The following comes from a December 2 Angelus article by Father Tadeusz Pacholczyk:

Sometimes people will point out: “We euthanize our pets when they suffer, and they are clearly creatures of God, so why can’t we euthanize a sick and suffering person who wants it? It seems like we treat our dogs and cats better than we treat our suffering family members.”

The way we treat animals, however, should not be the measure of how we treat fellow human beings.

In euthanizing a cat or dog, an assessment about the nature of the creature is rolled up into our decision to proceed. Our pets seem to process the world around them mostly in terms of pleasure and pain, oscillating between these two poles as they instinctively gravitate towards pleasurable experiences and engage in “mechanisms of avoidance” when they come up against pain or discomfort.

Animals lack that uniquely human power to reason about, resign themselves to, and allow good to be drawn out of pain. Animals can’t do much else in the face of their suffering apart from trying to skirt around it, escape the situation, or passively endure it.

But it would be false empathy, and a false compassion, to promote the killing or suicide of suffering family members. As human beings, we have real moral duties, and better options, in the face of our own pain and tribulations.
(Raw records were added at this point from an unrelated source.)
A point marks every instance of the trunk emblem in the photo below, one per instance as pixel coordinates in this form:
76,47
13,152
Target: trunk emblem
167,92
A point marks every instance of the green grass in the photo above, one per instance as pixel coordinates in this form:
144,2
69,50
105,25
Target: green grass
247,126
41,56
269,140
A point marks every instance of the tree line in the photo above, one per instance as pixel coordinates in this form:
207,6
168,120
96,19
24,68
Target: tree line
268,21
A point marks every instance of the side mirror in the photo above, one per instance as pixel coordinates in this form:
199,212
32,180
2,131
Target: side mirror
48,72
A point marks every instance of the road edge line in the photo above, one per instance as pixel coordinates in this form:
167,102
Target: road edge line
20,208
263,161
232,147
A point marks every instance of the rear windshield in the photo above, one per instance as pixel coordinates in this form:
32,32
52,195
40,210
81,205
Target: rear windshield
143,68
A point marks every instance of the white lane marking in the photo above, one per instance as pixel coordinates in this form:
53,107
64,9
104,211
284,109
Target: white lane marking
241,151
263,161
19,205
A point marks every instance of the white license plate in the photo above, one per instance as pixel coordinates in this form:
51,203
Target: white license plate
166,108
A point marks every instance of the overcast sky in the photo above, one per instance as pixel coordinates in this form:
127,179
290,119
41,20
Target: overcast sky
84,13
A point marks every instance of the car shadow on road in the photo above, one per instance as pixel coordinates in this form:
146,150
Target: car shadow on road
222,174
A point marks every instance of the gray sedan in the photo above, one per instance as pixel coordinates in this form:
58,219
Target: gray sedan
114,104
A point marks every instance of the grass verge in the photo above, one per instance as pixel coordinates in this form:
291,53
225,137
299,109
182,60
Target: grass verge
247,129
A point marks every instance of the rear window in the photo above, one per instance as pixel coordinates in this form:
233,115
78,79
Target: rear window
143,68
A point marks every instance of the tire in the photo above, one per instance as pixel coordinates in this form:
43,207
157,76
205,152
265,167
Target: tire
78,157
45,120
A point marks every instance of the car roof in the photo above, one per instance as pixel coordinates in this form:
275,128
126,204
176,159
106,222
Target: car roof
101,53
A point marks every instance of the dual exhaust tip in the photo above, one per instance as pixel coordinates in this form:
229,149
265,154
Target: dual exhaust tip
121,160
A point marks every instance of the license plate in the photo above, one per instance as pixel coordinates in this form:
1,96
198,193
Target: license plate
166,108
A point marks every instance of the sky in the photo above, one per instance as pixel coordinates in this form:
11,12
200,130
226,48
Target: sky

As human beings, we reach beyond the limits that suffering imposes by a conscious decision to accept and grow through it, like the athlete or the Navy seal who pushes through the limits of his exhaustion during training. We enter into an awareness of something greater behind the veil of our suffering when we come to accept it as an integral component of our human condition.

On the other hand, if our fear of suffering drives us to constant circumlocution and relentless avoidance, even to the point of short-circuiting life itself through euthanasia or physician-assisted suicide, we can miss those mysterious but privileged moments that invite us to become more resplendently human, with all the messiness, awkwardness and agonies that are invariably part of that process.